Wie schon bei Studentenprotesten in den Neunzigerjahren, bei den Demonstrationen 2009 oder bei immer mal wieder aufflammenden Protesten in der mehrheitlich von Arabern bewohnten Provinz Khuzestan, macht das Regime auch diesmal ausländische Mächte für den Aufruhr verantwortlich. Beweise dafür gibt es nicht. Aber andererseits hat US-Präsident Donald Trump auch nie einen Hehl daraus gemacht, dass er einen Regimewechsel in Teheran wünscht.

"Ajatollah Mike"

2017 betraute seine Regierung einen neuen Mann mit den Iran-Operationen beim Auslandsgeheimdienst CIA: Michael D'Andrea, Spitzname "Ajatollah Mike". Der Mann, der von US-Medien als Kettenraucher und Islam-Konvertit beschrieben wird , sollte dafür sorgen, dass der Einfluss des US-Geheimdienstes in Iran zunimmt. Zuvor hatte D'Andrea die Antiterrorabteilung der CIA geleitet und unter anderem die Jagd auf Osama Bin Laden und den Drohnenkrieg gegen al-Qaida koordiniert.
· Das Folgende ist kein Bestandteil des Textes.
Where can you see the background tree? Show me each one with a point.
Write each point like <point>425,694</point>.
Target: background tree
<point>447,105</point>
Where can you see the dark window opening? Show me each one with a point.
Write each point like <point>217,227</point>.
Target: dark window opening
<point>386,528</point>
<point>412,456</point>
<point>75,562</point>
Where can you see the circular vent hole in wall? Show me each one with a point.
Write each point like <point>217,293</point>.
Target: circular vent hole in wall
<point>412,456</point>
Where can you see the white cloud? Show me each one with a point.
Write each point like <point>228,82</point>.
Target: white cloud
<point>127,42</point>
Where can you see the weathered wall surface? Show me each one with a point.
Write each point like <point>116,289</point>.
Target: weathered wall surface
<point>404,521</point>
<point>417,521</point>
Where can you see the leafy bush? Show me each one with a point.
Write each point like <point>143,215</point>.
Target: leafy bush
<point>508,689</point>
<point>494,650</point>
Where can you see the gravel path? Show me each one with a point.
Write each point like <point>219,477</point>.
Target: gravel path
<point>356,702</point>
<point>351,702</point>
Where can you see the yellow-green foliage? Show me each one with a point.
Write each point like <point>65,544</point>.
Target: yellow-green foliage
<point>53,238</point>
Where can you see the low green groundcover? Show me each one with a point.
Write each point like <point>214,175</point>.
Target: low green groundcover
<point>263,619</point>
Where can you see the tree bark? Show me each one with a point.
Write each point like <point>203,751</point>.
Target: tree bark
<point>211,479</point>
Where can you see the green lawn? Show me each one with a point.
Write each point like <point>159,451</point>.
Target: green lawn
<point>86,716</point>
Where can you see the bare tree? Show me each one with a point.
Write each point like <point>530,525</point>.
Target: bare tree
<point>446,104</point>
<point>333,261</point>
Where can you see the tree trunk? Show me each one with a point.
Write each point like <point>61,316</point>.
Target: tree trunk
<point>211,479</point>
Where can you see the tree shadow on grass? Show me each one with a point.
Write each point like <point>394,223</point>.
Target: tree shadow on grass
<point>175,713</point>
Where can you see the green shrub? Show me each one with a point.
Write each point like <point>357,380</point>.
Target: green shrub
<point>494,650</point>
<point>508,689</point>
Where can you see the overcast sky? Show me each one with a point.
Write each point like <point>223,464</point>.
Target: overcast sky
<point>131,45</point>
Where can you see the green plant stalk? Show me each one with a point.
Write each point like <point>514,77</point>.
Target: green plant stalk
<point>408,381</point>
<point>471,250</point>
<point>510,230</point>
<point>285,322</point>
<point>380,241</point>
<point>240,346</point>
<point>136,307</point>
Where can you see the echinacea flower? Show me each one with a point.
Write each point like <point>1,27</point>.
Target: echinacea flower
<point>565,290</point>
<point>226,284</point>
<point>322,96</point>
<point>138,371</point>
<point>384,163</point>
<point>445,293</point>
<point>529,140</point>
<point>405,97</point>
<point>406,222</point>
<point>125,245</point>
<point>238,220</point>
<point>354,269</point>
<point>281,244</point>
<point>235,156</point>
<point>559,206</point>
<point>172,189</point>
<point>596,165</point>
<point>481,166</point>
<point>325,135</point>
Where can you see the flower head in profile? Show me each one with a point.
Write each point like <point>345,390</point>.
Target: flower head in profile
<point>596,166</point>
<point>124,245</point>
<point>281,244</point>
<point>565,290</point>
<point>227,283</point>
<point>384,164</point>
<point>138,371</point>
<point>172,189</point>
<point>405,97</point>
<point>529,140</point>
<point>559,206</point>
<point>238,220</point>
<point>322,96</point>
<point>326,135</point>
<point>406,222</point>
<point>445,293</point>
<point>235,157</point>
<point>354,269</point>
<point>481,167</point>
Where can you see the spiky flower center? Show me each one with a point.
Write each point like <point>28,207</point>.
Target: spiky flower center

Doch ganz gleich, ob die USA eine klandestine Rolle bei den Unruhen in Iran spielen oder nicht: Die Chancen für einen Regimewechsel in absehbarer Zeit sind äußerst gering. Zu unterschiedlich sind die Interessen der Protestbewegung, zu mächtig ist die Elite des Landes, zu hochgerüstet sind die Sicherheitskräfte, von denen viele im Irak und in Syrien Kriegserfahrung gesammelt haben.

Mittel- und langfristig könnten die Demonstrationen Präsident Rohani sogar nutzen, sagt der Iran-Experte Sören Faika. "Die Proteste zeigen im Grunde ja nur, dass Reformen und Liberalisierungen in Iran gefordert werden. Genau dafür steht Rohani", sagt Faika. "Deshalb könnte der Präsident aus den Unruhen am Ende politisches Kapital schlagen, weil sie jene konservativen Kräfte schwächen, die Rohanis Öffnungskurs bislang ablehnen."